Nou, zo warm was dat bad helemaal niet, want Hessel en ik bleken over het bad een aangeboren verschil van instap-inzicht te hebben. Maar daarover later meer.
Nu ik vijf dagen per week werk, zoals gewone mensen doen, blijft er uitzonderlijk weinig tijd over voor het huis en allerlei andere aspecten van mijn leven. Zoals slaap. Vannacht sliep ik niet echt top, dus ik was moe. Maar we wilden wel even op pad, want van hangen wordt je nog moeër. Hessel zei: laten we even naar het huis gaan, dan kan je alles in het echt zien en dan zeg je “O, woow wat mooi” en dan gaan we even een korte wandeling in Elswout maken en dan rustig weer terug, eten koken strijken etc.
Aangekomen in Haarlem zei ik inderdaad en volstrekt terecht “O woow wat mooi” want het is ook spectaculair om de muur en de vloer in het echt te zien. En het huis an sich, want ik ben er al best lang niet geweest.
Bovengekomen keken we ook even in de badkamer en ik zei: zal ik even in bad gaan zitten om te voelen hoe het is? Zonder het antwoord af te wachten stapte ik in, zoals ik normaliter zou/ ga doen.
Dat is dus zo met mijn rug naar de linkerkant en mijn voeten rechts, zodat ik leuk overzicht heb over de hele badkamer.
Hessel keek verschrikt en vroeg: “Wat doe je nou? Je moet andersom zitten, zo is de kraan etc ook aangelegd”.
Ik wilde best even zo gaan zitten.
Maar volgens mijn ingebouwde Feng Sui is dat totaal off base. Zo klopt het gewoon niet. Gevoelsmatig.
Hessel zei dat het extra strookje tegels waar we de shampoo en douchegel etc opzetten ook aan de rechterkant zit, zodat we dat vanuit de douche makkelijk kunnen pakken. Dat lijkt mij dus perfect als je in bad zit, want dan staat dat bij je voeten en kan je dus makkelijk naar voren reiken om het te pakken. Anders moet je je in bad helemaal omdraaien om het te pakken en iedereen weet hoe onhandig dat is.
Aangezien ik de enige ben die in ons huishouden in bad gaat zitten, komt de zitting dus links. En zijn we allemaal heel blij dat ik vandaag langskwam om hier achter te komen.
Dus dat was al veel intensiever allemaal dan “O, woow, zeggen” maar er kwam nog meer. Geheel onverwacht en ongepland gingen we ook nog eens goed kijken wat we van de slaapkamers vonden.
De logeerkamer is klein, maar fijn en het bed (mijn bed) past er goed in.

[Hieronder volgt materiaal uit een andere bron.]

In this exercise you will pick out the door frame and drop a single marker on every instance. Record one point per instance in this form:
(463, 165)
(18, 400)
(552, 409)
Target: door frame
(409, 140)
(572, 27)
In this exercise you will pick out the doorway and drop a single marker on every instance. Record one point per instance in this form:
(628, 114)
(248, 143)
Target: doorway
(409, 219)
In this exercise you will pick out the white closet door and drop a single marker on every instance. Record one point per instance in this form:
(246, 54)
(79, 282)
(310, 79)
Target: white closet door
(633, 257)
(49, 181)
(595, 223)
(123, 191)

De vraag is wat we met de deur doen. Doen we een schuifdeur (advies van Stock) of een gewone deur, en indien het laatste: hoe gaat die open? Hij blokkeert namelijk of de douchedeur of de gang en hoe erg is dat allemaal?
Omdat ik van alles ben, maar geen abstracte denker, deed Hessel de dichte deur na:
En daarna de open deur.
En opeens bedachten we (lees Hessel) dat het ook mogelijk was om de gang iets smaller te maken en dus de kamers iets breder. Opeens klopte alles. De zichtlijn in de gang, de ruimte in onze slaapkamer voor een bedtafeltje, de ruimte in de logeerkamer voor de deur.
Nu is enkel nog de vraag ‘schuifdeur’ of ‘gewone deur’. Schuifdeur heeft veel voordelen. Enige nadeel is dat we graag geen modern huis willen. Bij een gewone deur kan je een mooie architraaf plaatsen (= mooie rand) en eventueel lambrisering vanuit het trappenhuis. Met schuifdeuren kan dat niet en loop je de kans dat het wat kouder voelt. Daar denken we dus nog even over. Ik ben nu voor schuifdeur, maar na een nacht goed slapen – wat ik vanavond ga doen- kan het switchen.
PS: ik heb het trouwens onwijs leuk op mijn werk en vind het heel spannend en intensief, maar ook leerzaam en vaak hilarisch. Maar goed, daar gaat het blog niet over. Geen zorgen om mij dus dat ik een beetje moe ben. Dat is slechts tijdelijk. Zoals bijna alles is. Behalve ons huis haha.